И Петька с Витькой входят в это число, в четыре миллиона. Рот у Левченко горестно сжался. Несколько минут он сидел молча и крутил головой, будто его сильно ударили по затылку и едва не вышибли мозги.
– М-да, - наконец с досадой проговорил он, - мы можем сделать вот что, ребята, - он повысил голос, стараясь подавить в себе неуверенность, мы можем переехать ко мне, в город Калининград. У меня там дом хороший в тихом месте, почти в центре, немецкий - целый коттедж. Места много. Мы там с матерью живем вдвоем...
– Калининград - это на границе с Польшей?
– Петькин взгляд сделался заинтересованным, зажегся, но тут же потух.
– Да.
– Любопытно, любопытно, - как-то по-взрослому протянул Петька.
– В коттедже есть камин. Такое вот пламя развести можно запросто, Левченко кивнул на костерок, - можно в два, в три раза больше. Камин очень хороший, большой, как печь. Печь, кстати, тоже есть. А по ночам я иногда слышу немецкую речь - это говорят бывшие хозяева.
– Не хозяева, а духи, - поправил Петька.
– Духи, - согласился Левченко.
– Только зачем нам, дядя, менять столицу нашей Родины Москву на невесть чей город Калининград? А?
– Петька сощурился вопросительно, взял из Витькиных рук шампур и губами сдернул с него пару колбасных кругляшков.
– Ну как зачем? Хоть спать будете нормально, не на трубах отопления... Это раз. Еда будет нормальная, домашняя - два, в школу начнете ходить - три.
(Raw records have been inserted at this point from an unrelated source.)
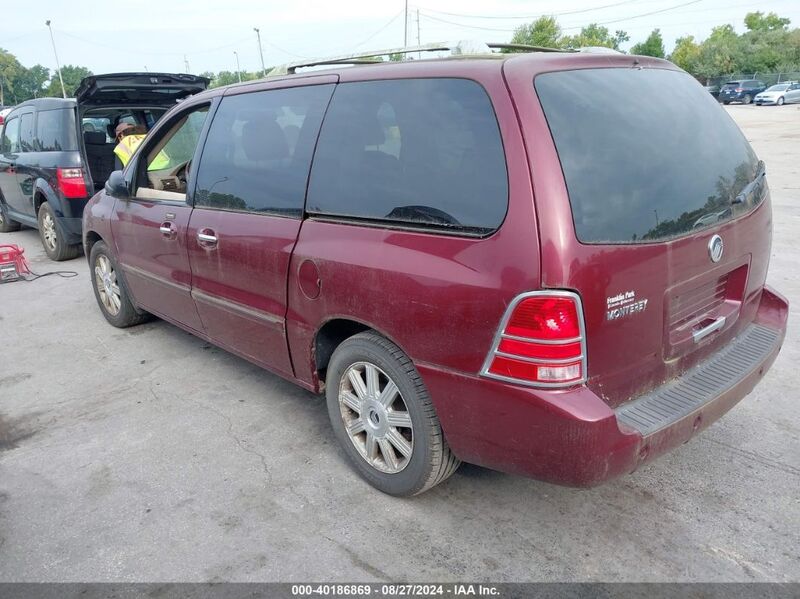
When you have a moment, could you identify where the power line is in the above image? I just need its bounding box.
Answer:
[416,0,644,19]
[421,0,704,33]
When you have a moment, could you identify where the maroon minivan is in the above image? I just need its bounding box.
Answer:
[83,53,788,495]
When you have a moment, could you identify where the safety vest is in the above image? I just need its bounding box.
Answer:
[114,135,169,171]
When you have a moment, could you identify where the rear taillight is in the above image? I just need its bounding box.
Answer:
[56,168,89,198]
[481,291,586,387]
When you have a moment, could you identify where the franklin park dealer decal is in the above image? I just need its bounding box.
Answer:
[606,291,647,320]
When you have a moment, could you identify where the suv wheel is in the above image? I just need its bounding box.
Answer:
[89,241,149,329]
[326,332,461,496]
[0,201,19,233]
[38,202,80,262]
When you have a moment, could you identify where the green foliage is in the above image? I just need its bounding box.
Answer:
[669,35,700,73]
[511,17,563,48]
[631,29,666,58]
[561,23,631,50]
[45,64,92,98]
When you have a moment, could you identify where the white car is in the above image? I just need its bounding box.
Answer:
[753,81,800,106]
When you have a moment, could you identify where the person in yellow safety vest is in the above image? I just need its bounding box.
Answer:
[114,123,169,171]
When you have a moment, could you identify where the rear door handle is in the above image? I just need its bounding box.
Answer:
[197,228,218,248]
[158,221,178,239]
[692,316,725,343]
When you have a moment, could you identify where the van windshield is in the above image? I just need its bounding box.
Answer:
[535,68,763,243]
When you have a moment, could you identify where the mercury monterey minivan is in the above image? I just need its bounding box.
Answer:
[83,52,788,495]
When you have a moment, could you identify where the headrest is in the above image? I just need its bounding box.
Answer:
[83,131,106,146]
[242,118,289,162]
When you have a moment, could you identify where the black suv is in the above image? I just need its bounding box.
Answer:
[718,79,767,104]
[0,73,209,260]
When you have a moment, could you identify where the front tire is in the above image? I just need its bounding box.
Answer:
[89,241,149,329]
[326,332,461,497]
[0,201,20,233]
[38,202,81,262]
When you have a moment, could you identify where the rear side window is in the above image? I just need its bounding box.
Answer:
[0,117,19,153]
[19,112,35,152]
[535,68,761,243]
[36,108,78,152]
[307,79,508,234]
[195,85,333,216]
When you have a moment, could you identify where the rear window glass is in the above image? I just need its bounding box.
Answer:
[535,69,760,243]
[195,85,333,216]
[36,108,78,152]
[307,79,508,234]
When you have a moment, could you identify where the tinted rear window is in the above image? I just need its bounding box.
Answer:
[308,79,508,234]
[535,69,760,243]
[36,108,78,152]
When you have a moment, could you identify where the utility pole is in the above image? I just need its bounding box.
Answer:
[417,9,422,60]
[253,27,267,77]
[44,19,67,98]
[233,50,242,83]
[403,0,408,49]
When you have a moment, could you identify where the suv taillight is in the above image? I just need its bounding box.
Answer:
[56,168,89,198]
[481,291,586,387]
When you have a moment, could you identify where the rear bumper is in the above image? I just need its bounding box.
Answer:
[418,287,788,487]
[56,216,83,245]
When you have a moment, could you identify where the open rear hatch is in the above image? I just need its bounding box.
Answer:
[506,58,772,407]
[75,73,209,107]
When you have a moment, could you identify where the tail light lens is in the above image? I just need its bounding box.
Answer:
[482,291,586,387]
[56,168,89,198]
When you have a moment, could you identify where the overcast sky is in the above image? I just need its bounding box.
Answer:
[0,0,800,73]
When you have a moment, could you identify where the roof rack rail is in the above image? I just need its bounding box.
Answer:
[269,40,569,77]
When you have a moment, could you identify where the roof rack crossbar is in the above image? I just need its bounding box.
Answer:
[270,40,569,76]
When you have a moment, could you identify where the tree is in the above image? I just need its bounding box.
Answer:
[669,35,700,73]
[14,64,50,101]
[511,17,562,48]
[631,29,666,58]
[45,64,92,98]
[562,23,631,50]
[744,11,792,31]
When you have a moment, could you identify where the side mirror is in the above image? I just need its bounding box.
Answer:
[106,171,131,200]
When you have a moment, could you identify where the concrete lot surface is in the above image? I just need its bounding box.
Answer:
[0,106,800,581]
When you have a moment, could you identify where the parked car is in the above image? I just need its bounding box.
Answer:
[0,73,208,260]
[0,106,14,125]
[83,53,788,495]
[755,81,800,106]
[719,79,767,104]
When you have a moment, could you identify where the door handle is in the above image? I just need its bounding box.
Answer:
[158,221,177,239]
[197,229,218,248]
[692,316,725,343]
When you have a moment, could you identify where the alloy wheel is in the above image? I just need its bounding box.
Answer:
[339,362,414,474]
[94,254,122,316]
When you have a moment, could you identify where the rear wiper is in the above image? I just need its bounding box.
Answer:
[731,160,767,205]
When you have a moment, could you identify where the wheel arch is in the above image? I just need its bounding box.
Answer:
[311,316,413,388]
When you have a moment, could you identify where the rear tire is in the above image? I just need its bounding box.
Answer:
[38,202,81,262]
[326,331,461,497]
[89,241,150,329]
[0,200,20,233]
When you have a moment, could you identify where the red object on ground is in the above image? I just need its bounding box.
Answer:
[0,245,31,283]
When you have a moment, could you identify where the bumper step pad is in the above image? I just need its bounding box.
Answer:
[615,324,780,436]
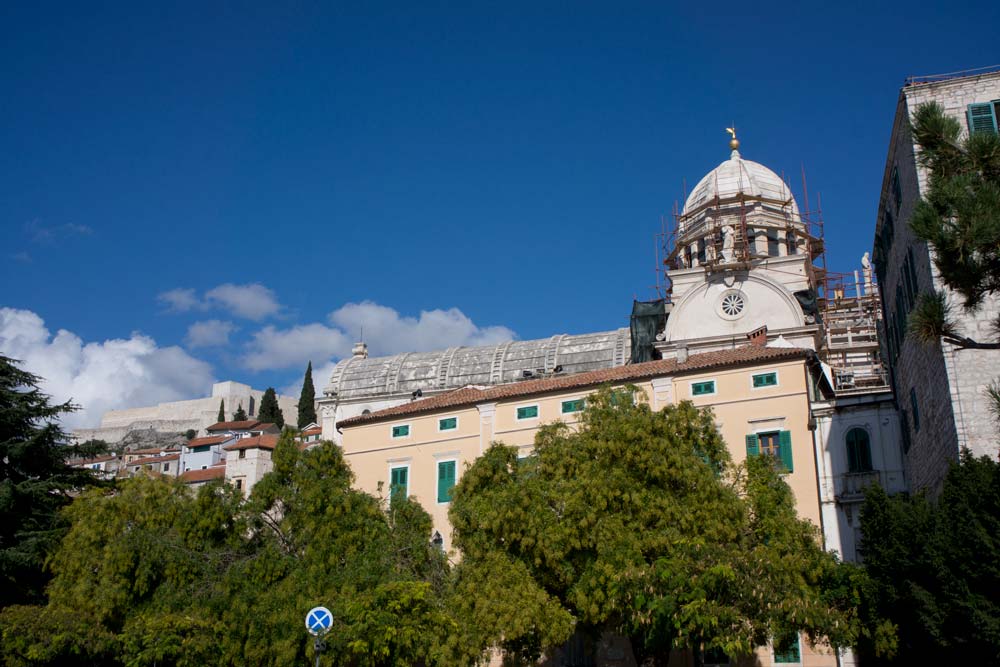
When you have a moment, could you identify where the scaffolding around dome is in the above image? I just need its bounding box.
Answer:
[654,150,889,394]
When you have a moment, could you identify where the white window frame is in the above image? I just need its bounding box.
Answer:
[386,458,413,503]
[434,454,458,505]
[514,403,542,422]
[769,632,802,667]
[438,415,462,433]
[688,378,719,399]
[750,369,781,391]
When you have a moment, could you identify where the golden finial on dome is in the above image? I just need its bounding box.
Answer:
[726,127,740,150]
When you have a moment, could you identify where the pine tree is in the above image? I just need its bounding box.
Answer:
[0,355,103,607]
[299,361,316,428]
[257,387,285,428]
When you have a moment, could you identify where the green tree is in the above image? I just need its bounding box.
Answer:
[861,451,1000,665]
[0,355,104,607]
[449,390,858,664]
[908,102,1000,408]
[298,361,316,428]
[257,387,285,428]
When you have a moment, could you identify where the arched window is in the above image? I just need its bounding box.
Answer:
[847,428,872,472]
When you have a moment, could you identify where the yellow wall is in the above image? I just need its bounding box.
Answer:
[343,359,820,548]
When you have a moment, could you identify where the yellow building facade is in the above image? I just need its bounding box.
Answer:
[340,345,836,666]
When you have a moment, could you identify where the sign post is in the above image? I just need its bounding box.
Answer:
[306,607,333,667]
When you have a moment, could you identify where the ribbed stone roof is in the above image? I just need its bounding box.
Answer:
[681,150,799,216]
[323,328,631,399]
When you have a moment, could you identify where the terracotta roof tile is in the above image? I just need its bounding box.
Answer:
[205,419,277,431]
[223,433,278,452]
[181,464,226,484]
[184,435,235,447]
[128,454,181,466]
[337,345,811,428]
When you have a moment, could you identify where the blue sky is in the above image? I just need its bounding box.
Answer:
[0,2,1000,423]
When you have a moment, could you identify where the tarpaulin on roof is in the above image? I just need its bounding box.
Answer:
[631,299,667,364]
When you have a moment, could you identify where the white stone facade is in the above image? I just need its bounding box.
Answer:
[73,381,298,443]
[875,72,1000,492]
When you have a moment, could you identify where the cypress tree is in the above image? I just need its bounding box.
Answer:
[257,387,285,428]
[299,361,316,428]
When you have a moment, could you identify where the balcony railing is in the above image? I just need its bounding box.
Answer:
[833,470,885,501]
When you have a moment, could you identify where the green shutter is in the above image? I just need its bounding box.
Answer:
[691,380,715,396]
[967,102,997,134]
[389,468,410,498]
[438,461,455,503]
[778,431,794,472]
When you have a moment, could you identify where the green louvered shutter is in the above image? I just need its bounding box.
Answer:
[438,461,455,503]
[778,431,793,472]
[968,102,997,134]
[389,468,410,498]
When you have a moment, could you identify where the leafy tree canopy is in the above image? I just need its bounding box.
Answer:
[0,355,106,607]
[861,451,1000,665]
[450,390,858,664]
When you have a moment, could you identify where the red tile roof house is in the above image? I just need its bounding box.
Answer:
[225,433,279,495]
[181,461,226,489]
[181,433,239,472]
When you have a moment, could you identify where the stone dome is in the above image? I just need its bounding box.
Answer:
[681,150,799,218]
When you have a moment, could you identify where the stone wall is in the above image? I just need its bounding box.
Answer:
[877,73,1000,492]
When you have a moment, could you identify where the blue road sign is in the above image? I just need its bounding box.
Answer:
[306,607,333,635]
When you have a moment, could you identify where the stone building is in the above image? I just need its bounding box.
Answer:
[874,71,1000,492]
[73,381,298,443]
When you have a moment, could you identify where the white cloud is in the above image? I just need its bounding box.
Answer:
[156,283,281,322]
[243,324,351,371]
[205,283,281,321]
[186,320,236,348]
[0,308,214,428]
[156,287,207,313]
[330,301,517,355]
[243,301,517,374]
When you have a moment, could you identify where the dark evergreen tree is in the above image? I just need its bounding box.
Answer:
[298,361,316,428]
[257,387,285,428]
[860,451,1000,665]
[0,355,103,607]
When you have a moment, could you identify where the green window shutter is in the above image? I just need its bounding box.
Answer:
[691,380,715,396]
[438,461,455,503]
[778,431,794,472]
[753,373,778,388]
[967,102,997,134]
[389,468,410,498]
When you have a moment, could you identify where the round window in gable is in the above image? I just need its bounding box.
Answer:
[718,289,747,320]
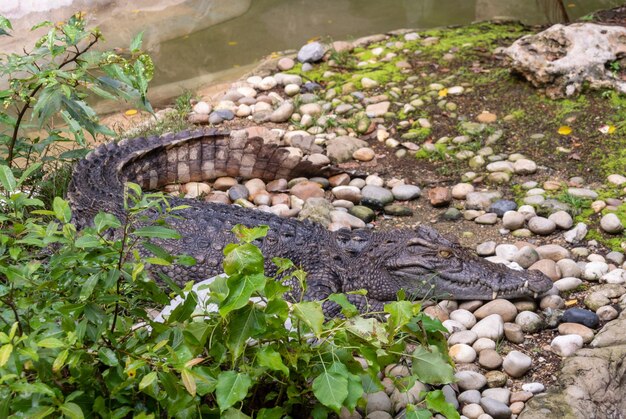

Есть ещё четыре, пять, шесть... Перечислить?
– Не надо. Я их и без тебя знаю...
– Голос Петьки неожиданно дрогнул, и Левченко понял, что он вспомнил житье-бытье с матерью и отцом.
– Я буду в рейсы ездить, гостинцы вам привозить, - зачастил Левченко, усиливая напор, - а вы будете ждать меня... С моей мамой. Ее зовут Ниной Алексеевной. Э? Это же здорово, ребята! В школу пойдете...
Петька молчал. Витька тоже молчал. В их паре старшим был Петька, как он решит, так и будет.
– Ну что, ребята? Устраивает вас такая жизнь?
– Левченко понял уже, что никуда эти ребята не поедут, они будут бомжевать и лелеять свою независимость, пока их не убьют такие же чумазые, как и они сами, бомжата только более жестокие, более опытные.
– А вдруг твой Калининград к Германии отойдет?
– спросил Петька.
– У нас ведь как бывает: отдадут и ни у кого не спросят. А штамп в бумаге поставят задним числом.
– Не должен отойти, - неуверенно проговорил Левченко.
– Вот видишь, дядя, ты и сам этого не знаешь...
Еще минут десять Левченко уговаривал ребят, но все было бесполезно они не хотели ехать с ним в Калининград. И не потому, что Москва им дороже бывшего Кенигсберга, не потому, что они не верили этому славному большерукому мужику с добрыми глазами - они ему верили, он им нравился, и даже не потому, что боялись потерять свободу - потеряв, они могли довольно легко и быстро обрести её вновь, а потому, что надеялись встретить в Москве своих родных.
Ведь, как известно, все дороги в России ведут в Москву, поэтому и Витькина сестренка, когда сбежит от цыган, обязательно объявится здесь, и Петькина тетка, родная сестра его матери, адреса которой он не знает, тоже должна приехать в Москву, тетка вообще бывает здесь регулярно, приторговывает на Киевском вокзале. Вот поэтому трогаться из Москвы им нельзя.
Всякие разумные объяснения, что Москва - это не город, а страшный спрут, пожирающий людей, что тут даже соседи не встречаются годами, поэтому шансы у Петьки с Витькой совершенно ничтожны, не убедили ребят.